1) Take charge of your job hunt — remember, finding work is your responsibility and yours alone. No one is going to do it for you. If you feel your confidence seeping away, have a word with yourself. Do you really want to be living at home with your parents for the rest of your life? Thought not — so get cracking!
2) Out-fox your rivals by seeking unadvertised vacancies and creating opportunities for yourself by bagging experience and building your network of contacts. I can’t stress enough how worthwhile this is. Find ‘hidden’ vacancies this way and the competition thins out.
3) Monitor the effectiveness of the job hunt strategies you’re using. If one isn’t working, stop doing it and try something else. Do more of what works. Don’t be afraid to ditch strategies that aren’t working — most likely, your time and energy would be better spent using a different tactic.
4) Remember that your chosen industry is not static — it’s constantly changing. This is particularly necessary for graduates seeking careers in a creative industry — like TV, journalism, music or book publishing — or any other industry that’s seriously struggling right now, whether that’s thanks to the recession, the impact of digital technology or the threat of a change of government (remember, public sector jobs are not ‘safe’ anymore). Spend time researching the reality of working in they industry you’ve set your heart on, before insisting it’s your ‘dream’ and heading off with unrealistic expectations about being able to sustain a 40-year career in these industries. These industries are undergoing seismic changes right now. So become a trendspotter. Looking for where the opportunities are going to be in the future can be a better plan than chasing the opportunities there once were in these industries.

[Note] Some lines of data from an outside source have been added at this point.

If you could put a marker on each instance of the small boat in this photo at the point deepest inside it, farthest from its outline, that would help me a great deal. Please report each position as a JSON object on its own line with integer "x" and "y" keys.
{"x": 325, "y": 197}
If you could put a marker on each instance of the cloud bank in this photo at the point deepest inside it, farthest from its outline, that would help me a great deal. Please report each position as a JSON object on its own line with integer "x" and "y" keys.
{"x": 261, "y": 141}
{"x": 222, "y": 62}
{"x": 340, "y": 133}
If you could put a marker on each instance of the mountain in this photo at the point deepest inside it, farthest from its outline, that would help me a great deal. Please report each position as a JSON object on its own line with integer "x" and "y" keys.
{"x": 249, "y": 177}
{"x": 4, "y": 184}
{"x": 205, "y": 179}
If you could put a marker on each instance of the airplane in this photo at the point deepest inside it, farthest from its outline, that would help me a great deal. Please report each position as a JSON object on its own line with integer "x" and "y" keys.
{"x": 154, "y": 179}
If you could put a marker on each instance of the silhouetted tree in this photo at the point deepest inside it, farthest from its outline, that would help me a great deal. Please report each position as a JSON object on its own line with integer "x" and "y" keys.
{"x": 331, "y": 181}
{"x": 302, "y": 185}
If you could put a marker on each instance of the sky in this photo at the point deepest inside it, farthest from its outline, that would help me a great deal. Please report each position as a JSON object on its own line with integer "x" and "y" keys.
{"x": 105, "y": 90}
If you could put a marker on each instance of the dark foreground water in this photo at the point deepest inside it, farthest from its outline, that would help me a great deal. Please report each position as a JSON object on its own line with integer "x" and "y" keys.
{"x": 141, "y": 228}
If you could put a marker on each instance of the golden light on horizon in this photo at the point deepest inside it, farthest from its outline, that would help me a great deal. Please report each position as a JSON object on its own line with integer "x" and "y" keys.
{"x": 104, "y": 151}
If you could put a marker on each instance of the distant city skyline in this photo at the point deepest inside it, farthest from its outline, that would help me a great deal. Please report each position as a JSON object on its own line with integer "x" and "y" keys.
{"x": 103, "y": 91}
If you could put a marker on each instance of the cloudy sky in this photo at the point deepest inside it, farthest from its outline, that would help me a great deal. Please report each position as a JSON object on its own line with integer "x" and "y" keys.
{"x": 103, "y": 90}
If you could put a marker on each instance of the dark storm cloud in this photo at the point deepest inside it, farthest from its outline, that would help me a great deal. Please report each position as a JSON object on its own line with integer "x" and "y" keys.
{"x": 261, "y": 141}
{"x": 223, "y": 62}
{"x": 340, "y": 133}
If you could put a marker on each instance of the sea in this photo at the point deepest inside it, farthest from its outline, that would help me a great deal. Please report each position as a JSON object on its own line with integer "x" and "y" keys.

5) Keep an eye on your motivation and productivity. Develop a job-hunting routine that works for you by learning to be self-aware about your habits. Find it hard to get going in the mornings? Try going for a run before you switch on your computer.

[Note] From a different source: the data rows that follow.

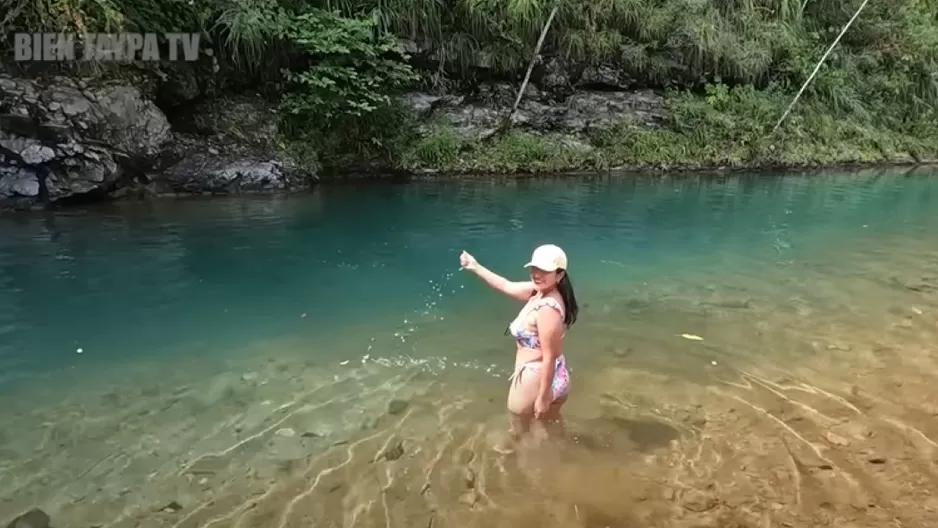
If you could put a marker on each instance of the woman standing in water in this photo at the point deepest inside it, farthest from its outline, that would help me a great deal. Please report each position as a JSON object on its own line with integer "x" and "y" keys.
{"x": 540, "y": 383}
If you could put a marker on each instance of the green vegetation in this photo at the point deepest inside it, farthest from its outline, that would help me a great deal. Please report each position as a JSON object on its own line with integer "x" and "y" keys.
{"x": 729, "y": 68}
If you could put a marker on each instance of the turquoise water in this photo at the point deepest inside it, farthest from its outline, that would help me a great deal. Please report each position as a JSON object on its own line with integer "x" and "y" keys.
{"x": 190, "y": 287}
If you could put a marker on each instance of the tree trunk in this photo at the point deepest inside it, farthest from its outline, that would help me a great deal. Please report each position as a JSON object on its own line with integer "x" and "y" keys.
{"x": 506, "y": 122}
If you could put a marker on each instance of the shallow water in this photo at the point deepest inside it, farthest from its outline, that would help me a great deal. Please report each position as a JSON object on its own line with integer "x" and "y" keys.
{"x": 238, "y": 356}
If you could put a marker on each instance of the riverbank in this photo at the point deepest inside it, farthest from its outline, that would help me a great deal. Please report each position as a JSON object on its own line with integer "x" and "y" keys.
{"x": 78, "y": 141}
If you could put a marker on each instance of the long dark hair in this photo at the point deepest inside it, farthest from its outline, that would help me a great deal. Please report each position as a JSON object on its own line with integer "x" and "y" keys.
{"x": 571, "y": 309}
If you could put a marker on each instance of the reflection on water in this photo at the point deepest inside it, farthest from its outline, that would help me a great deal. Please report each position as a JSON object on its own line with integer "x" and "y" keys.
{"x": 286, "y": 362}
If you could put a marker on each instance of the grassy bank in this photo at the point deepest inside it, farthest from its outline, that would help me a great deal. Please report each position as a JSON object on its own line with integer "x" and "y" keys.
{"x": 727, "y": 128}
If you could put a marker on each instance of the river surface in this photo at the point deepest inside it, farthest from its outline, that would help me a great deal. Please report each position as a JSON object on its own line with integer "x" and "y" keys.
{"x": 757, "y": 350}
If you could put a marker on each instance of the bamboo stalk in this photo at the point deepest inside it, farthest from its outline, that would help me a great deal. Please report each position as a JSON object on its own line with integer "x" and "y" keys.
{"x": 527, "y": 76}
{"x": 820, "y": 62}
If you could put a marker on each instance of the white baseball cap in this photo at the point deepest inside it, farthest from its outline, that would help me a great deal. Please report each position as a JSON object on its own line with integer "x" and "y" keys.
{"x": 548, "y": 258}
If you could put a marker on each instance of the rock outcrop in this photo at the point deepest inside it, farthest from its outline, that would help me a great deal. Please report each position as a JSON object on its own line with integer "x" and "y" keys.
{"x": 65, "y": 139}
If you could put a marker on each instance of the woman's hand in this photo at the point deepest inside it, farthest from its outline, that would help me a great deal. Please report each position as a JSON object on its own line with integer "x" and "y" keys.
{"x": 541, "y": 406}
{"x": 467, "y": 261}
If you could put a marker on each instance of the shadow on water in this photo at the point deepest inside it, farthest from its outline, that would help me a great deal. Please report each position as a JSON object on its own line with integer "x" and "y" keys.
{"x": 617, "y": 433}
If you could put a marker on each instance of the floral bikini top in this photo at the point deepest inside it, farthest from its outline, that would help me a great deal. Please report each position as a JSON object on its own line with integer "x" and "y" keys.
{"x": 529, "y": 338}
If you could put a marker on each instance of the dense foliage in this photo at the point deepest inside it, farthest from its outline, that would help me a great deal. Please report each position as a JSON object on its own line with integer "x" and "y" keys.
{"x": 730, "y": 68}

6) If you’re tempted to ‘dodge’ the recession by doing an MA, FOR GOD’S SAKE MAKE SURE IT’S A GOOD INVESTMENT. Remember, further study won’t necessarily boost your chances of finding work, or getting a higher paid job — whatever the person selling the course tells you. Don’t be suckered by a fancy prospectus — check it out with employers before you sign up. Do employers really value the qualification you’re about to get even deeper into debt for? If you’re tempted to go travelling for similar reasons, by all means go if you can afford it — just remember that there are no guarantees that the job market will be any more buoyant when you get back.
7) Whatever you do, do something — even if it’s just voluntary work. If you’re job hunting at home, having a reason to leave the house is a good thing — and being able to put something on your CV for this period looks better than having a big gap.